# Parental Order



## Cindy1 (Mar 7, 2011)

HI, My partner and I had a baby with the help of a surrogate. Can anyone help me with the following questions:

Once I hand in C51 application do they immediately give me a case number? Am I suppose to send C52 to the Surrogate immediately or does the court send it?

How long approx before CAFCAS visit?
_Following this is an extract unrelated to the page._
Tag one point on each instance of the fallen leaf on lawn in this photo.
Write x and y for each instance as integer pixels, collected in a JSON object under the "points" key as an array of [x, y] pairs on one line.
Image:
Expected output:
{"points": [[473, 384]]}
How long approx does the whole process take?

Thanks in advance for any helpful info.

Daphne


----------



## NatGamble (Mar 1, 2007)

Hi Daphne

I've answered as well on your other thread, but just to pick up the missing questions:

The court won't normally give you a case number straight away - your application usually takes a couple of weeks to be logged and issued.  It's up to you to give the C52 to your surrogate, but strictly speaking you should wait for the version (stamped and with the case number) which the court sends to you to pass on.  The court won't normally contact your surrogate direct (although that's not entirely unheard of!).
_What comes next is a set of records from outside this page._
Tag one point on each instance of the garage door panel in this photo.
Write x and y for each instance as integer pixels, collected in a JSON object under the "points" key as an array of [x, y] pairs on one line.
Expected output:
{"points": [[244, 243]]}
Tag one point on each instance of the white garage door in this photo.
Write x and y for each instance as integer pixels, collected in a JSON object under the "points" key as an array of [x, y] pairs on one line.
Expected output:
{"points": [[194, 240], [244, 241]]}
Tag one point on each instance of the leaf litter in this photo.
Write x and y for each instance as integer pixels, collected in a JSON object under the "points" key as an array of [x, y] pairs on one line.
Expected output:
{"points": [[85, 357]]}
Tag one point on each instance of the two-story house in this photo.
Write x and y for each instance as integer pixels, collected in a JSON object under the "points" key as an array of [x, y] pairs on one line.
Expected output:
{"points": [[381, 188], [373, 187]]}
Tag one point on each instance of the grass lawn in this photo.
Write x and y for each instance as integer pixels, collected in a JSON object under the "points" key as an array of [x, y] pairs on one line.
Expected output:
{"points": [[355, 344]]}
Getting a CAFCASS officer appointed is the bit that often takes quite a while (and then arranging an appointment, and then getting the report done).  The PO Reporters are on the whole really good and supportive though, so nothing to worry about.

Best of luck

Natalie


----------



## nostalgicsam (Jul 1, 2005)

"The PO Reporters are on the whole really good and supportive though, so nothing to worry about"

ours was awful so I hope you get a 'good' one, ours only ever dealt with adoption and despite me giving her loads of the notes and legalities on surrogacy - yes me telling her, she didn't listen to me at all or anyone else and dealt with our PO just like it was an adoption, it was a nightmare from start to finish !


----------